Il y a eu tort bien sûr. Le problème des forces africaines, c’est essentiellement qu’elles manquent d’argent et d’expertise. Donc il faut les aider aussi par une légitimité onusienne. Et c’est une erreur de la part de Trump pour une raison très simple : c’est que les Africains le feront sans la légitimité du Conseil de sécurité et donc ça se retournera contre le Conseil de sécurité.
Vous écrivez aussi quelques lignes sur l’armée française en Afrique. Et vous dites que « la réintégration de la France dans le commandement militaire de l’Otan, risque de distraire les meilleurs cadres de l’armée française d’un théâtre majeur qui est l’Afrique » ?

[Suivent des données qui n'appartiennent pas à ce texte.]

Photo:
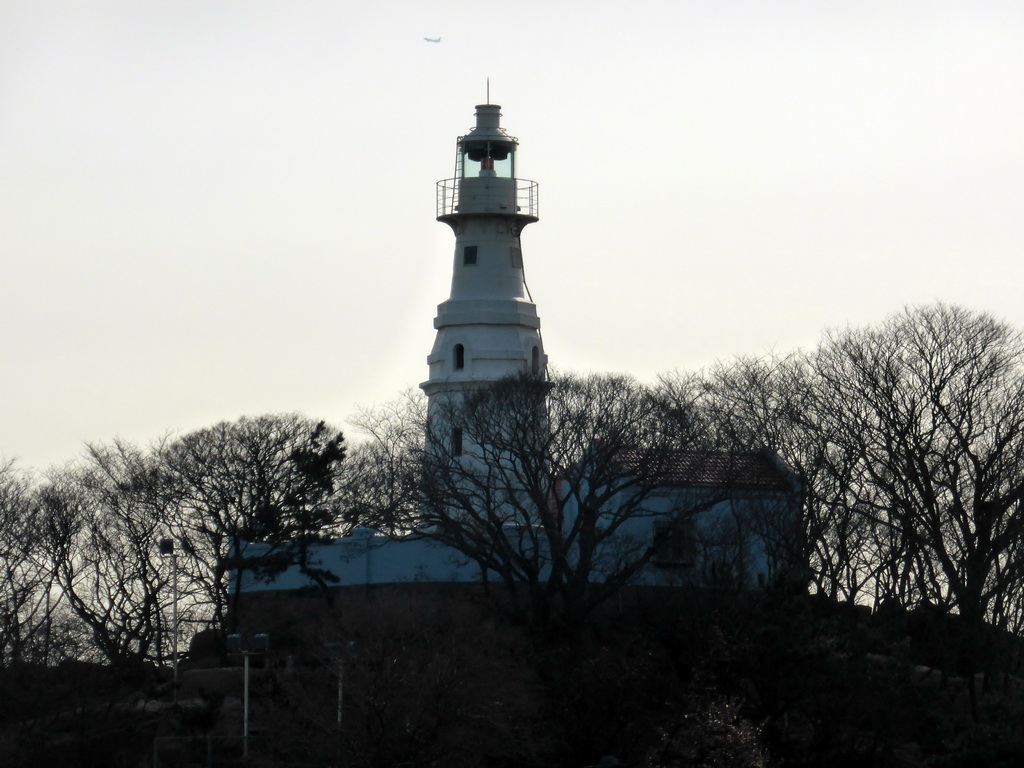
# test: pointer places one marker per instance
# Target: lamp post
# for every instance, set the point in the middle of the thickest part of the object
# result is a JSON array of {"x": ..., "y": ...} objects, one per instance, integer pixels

Absolument. Quand on regarde les grands cadres de l’armée française, c’était toujours des cadres qui s’étaient exercés sur le terrain africain. Et ils en avaient acquis une épaisseur humaine, une connaissance du terrain, un savoir-faire, qui dépassent largement ce qu’on fait dans les bureaux de l’Otan. Or maintenant, les meilleurs cadres sont attirés par l’Otan, attirés par la pratique de l’anglais, l’ouverture sur le monde, la globalisation, l’âge numérique, toute une problématique qui conduit en fait à une uniformisation de la pensée militaire française qui risque d’être dramatique dans les prochaines années.
A vous écouter, on a l’impression que pour vous, l’exception française c’est plus l’armée française que les valeurs françaises ?
Je crois que l’ancrage à l’Afrique est un des éléments très importants de l’exception française et qu’il faut le préserver à tout prix.